2018年08月17日

山本玲子著 『啄木うた散歩』

2006年に岩手日報の夕刊に連載された「啄木うた散歩」を、月ごとに小冊子にまとめたもの。釧路の港文館(旧釧路新聞社)のグッズコーナーで見つけ、全12冊のうち「睦月」「皐月」「長月」の3冊を購入した。

歌の解釈がやや道徳的なところが気になったが、いくつか面白い発見もあった。

 三味線の弦(いと)のきれしを
 火事のごと騒ぐ子ありき
 大雪の夜に           『一握の砂』

この歌について、著者は「三味線の一の糸が切れると縁起が良いといわれる。釧路の料亭での出来事の一つに、啄木は心弾ませたことであろう」と書いている。

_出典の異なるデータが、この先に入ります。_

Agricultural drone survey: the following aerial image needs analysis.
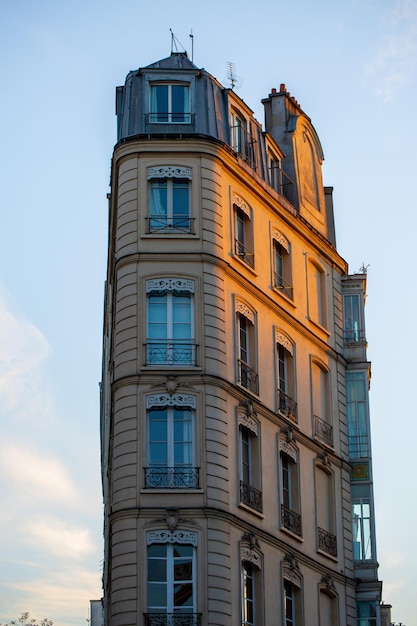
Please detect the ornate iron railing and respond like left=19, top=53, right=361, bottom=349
left=314, top=415, right=333, bottom=446
left=144, top=612, right=201, bottom=626
left=317, top=526, right=337, bottom=556
left=146, top=339, right=195, bottom=365
left=240, top=480, right=262, bottom=513
left=274, top=272, right=293, bottom=300
left=277, top=389, right=298, bottom=423
left=144, top=467, right=199, bottom=489
left=235, top=239, right=255, bottom=267
left=237, top=359, right=259, bottom=394
left=281, top=504, right=302, bottom=537
left=146, top=215, right=194, bottom=233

これだけでは、どのように縁起が良いのかはっきりしないのだが、ネットで調べてみると「二の糸が切れたら身請けがつく」といった俗信があるらしい。料亭で三味線を弾いている芸者にとって、身請けの話は何より嬉しいことだったろう。だからこそ、ただの俗信とはいえ「火事のごと騒ぐ」となったわけだ。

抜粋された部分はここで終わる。